In 1969, there were those who called the moon landing the “greatest event in history.” From various perspectives there are many contenders for the title. From the combined perspective of everything scientific, moral and cultural, the Resurrection of Christ was the most important. Everything AD is different from everything BC in spite of nervous current attempts to eliminate the distinction between eras.
Given the historical ignorance and immaturity of many students today, who demand psychological counseling when they hear public speakers advocating thoughts contrary to their own and who, like gnostics, even propose that sexes can change by a simple declaration, they will not appreciate the difference the Resurrection made in civilization. The political culture of our day is distressed by candidates who were not taken seriously as they cavorted on the campuses in the 1960s. It is a chilling thought that the spoiled youth on campuses today, rather like what Shakespeare’s Brabantio called “The wealthy curled darlings of our nation,” may be our nation’s leaders not long from now.

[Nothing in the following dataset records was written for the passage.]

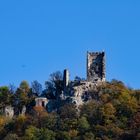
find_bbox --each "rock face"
[70,81,97,106]
[87,52,105,82]
[4,106,14,118]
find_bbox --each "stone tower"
[63,69,70,88]
[87,52,105,82]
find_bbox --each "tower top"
[87,51,105,82]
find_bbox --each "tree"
[14,88,29,115]
[44,71,63,99]
[58,104,78,119]
[116,91,138,118]
[14,115,27,136]
[39,128,56,140]
[39,112,57,130]
[131,112,140,135]
[80,101,101,125]
[78,117,90,133]
[19,81,30,94]
[99,103,116,125]
[13,81,31,115]
[23,126,40,140]
[0,86,12,107]
[134,90,140,103]
[23,126,56,140]
[56,131,71,140]
[31,81,42,96]
[74,76,82,82]
[83,132,95,140]
[3,133,19,140]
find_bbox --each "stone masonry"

Examine Roman culture before the Resurrection. The noblest characters of the Republic have molded some of the best of our own culture. And yet the pervasive tone of those days was melancholy, fear and superstition. In the funerary ceremonies, actors portrayed the darkness of the Underworld, and those who could indulge the luxury of philosophy, tended to identify wisdom as wistful longing.

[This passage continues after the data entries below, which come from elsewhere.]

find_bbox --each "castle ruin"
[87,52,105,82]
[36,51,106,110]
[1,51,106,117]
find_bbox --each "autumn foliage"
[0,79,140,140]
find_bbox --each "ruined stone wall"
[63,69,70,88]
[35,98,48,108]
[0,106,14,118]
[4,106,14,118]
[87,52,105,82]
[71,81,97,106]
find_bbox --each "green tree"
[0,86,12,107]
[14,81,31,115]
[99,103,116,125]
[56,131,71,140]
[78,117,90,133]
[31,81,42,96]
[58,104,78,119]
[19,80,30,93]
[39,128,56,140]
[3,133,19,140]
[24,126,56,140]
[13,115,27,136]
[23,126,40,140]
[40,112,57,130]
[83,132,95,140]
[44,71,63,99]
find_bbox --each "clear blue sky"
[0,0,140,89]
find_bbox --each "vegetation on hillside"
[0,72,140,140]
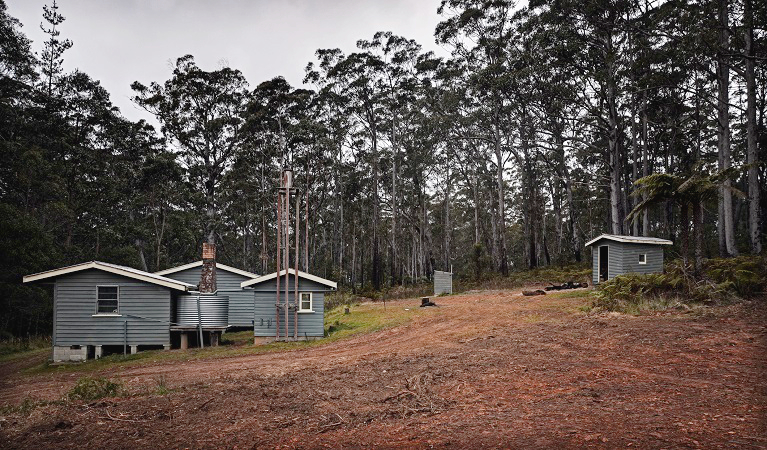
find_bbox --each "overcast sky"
[7,0,449,124]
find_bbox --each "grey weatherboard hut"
[586,234,673,284]
[23,261,196,361]
[241,268,337,342]
[24,261,338,361]
[155,261,260,327]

It is a cliché to compare one’s own generation with the decline of the Roman Empire, but clichés become clichés usually by the substance of their accuracy. Even the Augustan Age came at the expense of the simple virtues of the remnant Republic. Its religion had no moral component. The noncupatio was a request made of some god, with the promise to give something in return, or a solutio. The pious deal made no moral demand on the client.
Power was the practical god, and anyone who could secure it was justified by the securing. The Triumvirate of Octavian, Mark Antony and Lepidus was achieved by each betraying his closest relatives and friends. All was accomplished through the manipulation of a complex legal system of tribunes, praetors, quaestors, consuls, and aediles. It seemed neat on the exterior, if raucous.

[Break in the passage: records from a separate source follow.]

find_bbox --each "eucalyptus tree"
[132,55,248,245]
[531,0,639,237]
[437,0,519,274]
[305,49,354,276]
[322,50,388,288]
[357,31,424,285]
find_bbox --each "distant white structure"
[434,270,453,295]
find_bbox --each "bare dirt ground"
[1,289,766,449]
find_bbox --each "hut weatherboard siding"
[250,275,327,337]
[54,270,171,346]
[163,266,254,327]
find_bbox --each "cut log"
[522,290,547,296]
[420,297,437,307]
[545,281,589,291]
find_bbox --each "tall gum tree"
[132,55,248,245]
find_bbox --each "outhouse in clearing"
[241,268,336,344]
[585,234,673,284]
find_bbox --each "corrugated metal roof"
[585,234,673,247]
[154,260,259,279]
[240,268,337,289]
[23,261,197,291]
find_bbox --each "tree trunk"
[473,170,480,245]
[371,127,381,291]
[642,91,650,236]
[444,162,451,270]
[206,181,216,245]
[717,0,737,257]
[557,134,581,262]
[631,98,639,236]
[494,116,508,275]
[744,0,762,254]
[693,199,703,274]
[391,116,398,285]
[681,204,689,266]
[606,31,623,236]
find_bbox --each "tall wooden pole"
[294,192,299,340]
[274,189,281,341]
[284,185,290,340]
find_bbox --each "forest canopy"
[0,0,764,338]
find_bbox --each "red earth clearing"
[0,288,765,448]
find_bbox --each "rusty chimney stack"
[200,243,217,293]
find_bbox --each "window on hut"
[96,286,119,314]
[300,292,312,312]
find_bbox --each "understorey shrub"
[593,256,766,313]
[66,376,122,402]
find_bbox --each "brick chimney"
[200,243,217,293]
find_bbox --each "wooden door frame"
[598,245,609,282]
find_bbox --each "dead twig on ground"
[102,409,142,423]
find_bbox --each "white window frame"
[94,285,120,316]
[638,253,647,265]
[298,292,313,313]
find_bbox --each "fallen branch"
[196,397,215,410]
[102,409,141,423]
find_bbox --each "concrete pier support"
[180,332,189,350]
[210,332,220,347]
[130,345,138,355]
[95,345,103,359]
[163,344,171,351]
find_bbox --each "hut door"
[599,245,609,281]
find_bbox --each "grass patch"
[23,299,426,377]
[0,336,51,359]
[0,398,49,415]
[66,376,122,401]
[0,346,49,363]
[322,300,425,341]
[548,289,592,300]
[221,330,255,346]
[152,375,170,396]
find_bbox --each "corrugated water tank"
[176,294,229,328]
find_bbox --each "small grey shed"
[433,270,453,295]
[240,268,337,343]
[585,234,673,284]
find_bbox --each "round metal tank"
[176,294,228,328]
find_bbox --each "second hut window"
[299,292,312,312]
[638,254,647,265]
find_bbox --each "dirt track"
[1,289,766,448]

Then appeared people declaring that a man named Jesus had risen from the dead in a backwater of the Empire. Not all of them were slaves and downtrodden: there were some relatives of the Flavian emperors and rich families like the Acilii Glabriones. The politicians accused them of contemptissima inertia, by which “contemptible laziness” they meant modesty, contempt for celebrity and public honors, reverence for life, disdain for cruelty, and exaltation of the family and the indissolubility of marriage.
The Resurrection of Jesus was not a myth invented to bolster this radical shift. It was the efficient cause of the change in the Empire and the world.